Rousseff Leads, Cow Doping, Nobel Prize Week

Muslims pray at a China mosque Sunday during the Eid al-Adha festival.
Muslims pray at a China mosque Sunday during the Eid al-Adha festival.

ISIS ASSAULT OF KOBANI CONTINUES
ISIS fighters are gaining ground in Syria’s Kurdish town of Kobani, on Turkey’s border, forcing a wave of Kurdish civilians to try to cross into Turkey, where the police repeatedly used tear gas to disperse them and the press. Those who managed to cross the border told Guardian journalists stories of ISIS torturing, mutilating and raping civilians. According to the Syrian Observatory for Human Rights, a desperate Kurdish woman blew herself up near ISIS positions, killing several jihadists, though it is unclear how many exactly.

"I am obviously pretty scared to die, but the hardest part is not knowing, wondering, hoping, and wondering if I should even hope at all," Abdul-Rahman Kassig, a U.S. hostage threatened at the end of latest ISIS beheading video, wrote in a letter to his parents.

This weekend also saw Sunni militants believed to be from the al-Qaeda-linked group al-Nusra Front attack Lebanon’s Shia group Hezbollah on the border between Lebanon and Syria. Read more from the BBC.

MASS GRAVES FOUND IN MEXICO
Investigators in Mexico uncovered at least 28 badly charred bodies in mass graves as they were searching for 43 students who have been missing since they clashed with the police more than a week ago. The identification of the bodies could take up to two weeks, but there appears to be little doubt that they are the missing students, and witnesses told CNN that the police had orchestrated and participated in their killing.

8.7 LITERS
Italian Gianmario Ghirardi won this year's World Cow-Milking Championship over the weekend in Lenna, Italy, and set a new world record by extracting 8.7 liters of milk in 2 minutes from his bovine partner Mirka. But now he and the two other top finishers are facing doping allegations.

ROUSSEFF LEADS IN FIRST ROUND
Incumbent Brazilian President Dilma Rousseff won the first round of the country’s presidential election, but her 42% share of the vote means that she will face second-place center-right candidate Aécio Neves in the second round in three weeks, newspaper Folha de S. Paulo reports. Despite her strong lead, the outcome for Rousseff is the worst registered by her Worker’s Party in 12 years. As Reuters explains, the new campaign will see two visions of development oppose each other, with Rousseff’s state-led capitalism against the market-friendly policies Neves has promised.

EURO DISNEY RECAPITALIZATION
Euro Disney shares plunged 15% in early trading this morning, after the group running the first tourist attraction in Europe announced it had agreed to a $1.25 billion refinancing package to cut its crippling debt, Bloomberg reports This comes amid a sharp fall in the number of visitors at Disneyland Paris. Under the plan, the group’s parent company Walt Disney Co will infuse more than $520 million in cash and convert debt into equity.

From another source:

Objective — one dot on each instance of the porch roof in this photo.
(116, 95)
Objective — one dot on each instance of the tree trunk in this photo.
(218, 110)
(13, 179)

Read more from AFP.

HONG KONG PROTESTS DWINDLE
Hong Kong civil servants returned to work this morning as thousands of demonstrators left protest sites, leaving only a few hundred in the streets, the South China Morning Post reports on its live blog. Protest leaders and the government have started preliminary talks, but there has been little progress. According to a BBC correspondent, there is still a large number of students in the streets, suggesting “they will not give up as easily as the authorities had hoped.”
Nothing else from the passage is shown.